The suit says In Site Firearms should not have sold firearms to a man who then resold the guns to Andrew Thomas, 44, who killed Fox in September 2012.
Fox, a decorated Marine who served in Iraq, saw Thomas speeding and pursued him. After Thomas crashed, he shot at Fox and his K-9, Nick, fatally striking Fox once in the head. Thomas fled and later shot himself to death.
"The loss of Brad Fox was a tragedy that most people living in Montgomery County ... still remember and mourn," said Hope Freiwald, a lawyer at Drechert LLP, which is filing the suit for Lynsay. "This case is not about Second Amendment rights ... it's about preventing unlawful use of guns through straw purchasers."
According to the lawsuit, straw purchaser Michael Henry, bought six guns from In Site for Thomas, who could not buy guns legally due to his criminal background. Henry gave the guns to Thomas in the store's parking lot, the suit claims.
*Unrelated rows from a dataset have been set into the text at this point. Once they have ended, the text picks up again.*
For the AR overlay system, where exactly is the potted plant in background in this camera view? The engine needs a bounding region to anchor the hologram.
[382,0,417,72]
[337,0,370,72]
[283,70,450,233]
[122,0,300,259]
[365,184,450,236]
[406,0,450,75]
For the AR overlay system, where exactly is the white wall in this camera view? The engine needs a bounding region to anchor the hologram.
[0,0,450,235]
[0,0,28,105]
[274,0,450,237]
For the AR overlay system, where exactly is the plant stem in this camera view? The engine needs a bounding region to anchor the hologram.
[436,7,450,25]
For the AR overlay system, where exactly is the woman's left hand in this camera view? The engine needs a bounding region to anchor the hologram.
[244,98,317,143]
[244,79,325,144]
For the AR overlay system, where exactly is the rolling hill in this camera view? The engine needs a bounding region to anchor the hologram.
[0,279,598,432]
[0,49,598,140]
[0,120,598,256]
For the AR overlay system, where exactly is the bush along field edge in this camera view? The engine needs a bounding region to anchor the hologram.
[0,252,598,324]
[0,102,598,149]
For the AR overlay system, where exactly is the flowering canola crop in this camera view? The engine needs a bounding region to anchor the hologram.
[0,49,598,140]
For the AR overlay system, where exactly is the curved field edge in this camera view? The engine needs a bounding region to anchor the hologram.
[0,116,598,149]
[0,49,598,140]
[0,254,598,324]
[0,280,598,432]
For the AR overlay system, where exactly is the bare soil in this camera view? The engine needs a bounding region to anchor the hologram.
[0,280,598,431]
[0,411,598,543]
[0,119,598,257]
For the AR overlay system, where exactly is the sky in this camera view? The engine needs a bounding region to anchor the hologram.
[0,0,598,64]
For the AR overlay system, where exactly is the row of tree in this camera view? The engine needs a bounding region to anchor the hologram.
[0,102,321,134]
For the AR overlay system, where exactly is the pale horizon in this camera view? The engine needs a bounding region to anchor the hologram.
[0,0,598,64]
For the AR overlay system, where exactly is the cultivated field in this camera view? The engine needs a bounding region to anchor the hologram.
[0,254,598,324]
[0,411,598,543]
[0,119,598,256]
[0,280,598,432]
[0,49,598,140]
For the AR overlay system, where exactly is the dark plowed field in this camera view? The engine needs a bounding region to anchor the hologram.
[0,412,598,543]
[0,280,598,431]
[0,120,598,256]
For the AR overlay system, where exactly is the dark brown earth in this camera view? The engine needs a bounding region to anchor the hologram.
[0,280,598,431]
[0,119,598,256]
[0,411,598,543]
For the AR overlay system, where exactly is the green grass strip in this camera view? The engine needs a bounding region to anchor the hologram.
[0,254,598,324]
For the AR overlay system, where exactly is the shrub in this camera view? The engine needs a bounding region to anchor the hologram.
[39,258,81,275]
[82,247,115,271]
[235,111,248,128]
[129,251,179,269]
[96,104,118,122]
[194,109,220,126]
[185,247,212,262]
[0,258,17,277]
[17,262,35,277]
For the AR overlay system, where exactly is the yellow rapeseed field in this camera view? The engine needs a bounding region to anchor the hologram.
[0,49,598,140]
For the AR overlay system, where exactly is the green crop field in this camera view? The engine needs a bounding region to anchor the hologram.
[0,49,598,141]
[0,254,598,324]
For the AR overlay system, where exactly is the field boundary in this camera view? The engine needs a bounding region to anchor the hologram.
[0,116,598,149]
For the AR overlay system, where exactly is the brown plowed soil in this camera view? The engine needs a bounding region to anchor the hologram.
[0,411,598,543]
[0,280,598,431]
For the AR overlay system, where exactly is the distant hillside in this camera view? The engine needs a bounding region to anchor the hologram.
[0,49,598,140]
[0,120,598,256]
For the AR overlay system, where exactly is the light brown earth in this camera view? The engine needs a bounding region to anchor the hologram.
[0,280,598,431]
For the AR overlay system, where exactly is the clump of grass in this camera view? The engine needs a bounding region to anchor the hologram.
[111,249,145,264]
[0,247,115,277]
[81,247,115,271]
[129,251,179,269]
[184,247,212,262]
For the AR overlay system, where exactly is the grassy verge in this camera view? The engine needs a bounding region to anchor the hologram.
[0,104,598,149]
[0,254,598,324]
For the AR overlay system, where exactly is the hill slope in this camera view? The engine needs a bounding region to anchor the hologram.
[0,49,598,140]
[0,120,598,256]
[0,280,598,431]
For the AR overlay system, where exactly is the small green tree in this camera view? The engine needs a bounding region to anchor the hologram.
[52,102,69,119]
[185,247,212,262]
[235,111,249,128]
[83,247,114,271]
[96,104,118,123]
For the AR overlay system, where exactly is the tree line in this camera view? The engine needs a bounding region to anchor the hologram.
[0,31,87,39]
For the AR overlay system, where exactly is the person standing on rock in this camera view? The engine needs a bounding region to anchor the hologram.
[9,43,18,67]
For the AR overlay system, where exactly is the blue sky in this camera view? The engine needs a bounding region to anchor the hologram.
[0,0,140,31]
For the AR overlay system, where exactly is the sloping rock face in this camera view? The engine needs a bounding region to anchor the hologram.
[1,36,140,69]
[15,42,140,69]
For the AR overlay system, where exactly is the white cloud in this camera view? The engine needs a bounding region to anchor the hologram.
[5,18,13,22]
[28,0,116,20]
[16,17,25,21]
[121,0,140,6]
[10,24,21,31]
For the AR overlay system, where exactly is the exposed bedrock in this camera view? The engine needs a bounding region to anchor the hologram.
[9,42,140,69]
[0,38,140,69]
Buying multiple guns, paying in cash and buying the same model of gun should be red flags to gun dealers, said John Lowy, director of the Brady Center to Prevent Gun Violence in D.C.'s legal action project.
"Brad Fox was an extraordinary, true hero," Lowy said. "It's not difficult for a gun dealer to effectively screen for straw purchasers ... 90 percent of gun dealers sell guns in no crimes, zero. In the overwhelming majority of cases, it's not just bad luck that certain gun dealers supply criminals."
Luke Kelly, co-owner of In Site and a named defendant in the suit, declined to comment on the lawsuit, saying in a voicemail that he and his attorney have not yet been served with the lawsuit and thus have not yet read it.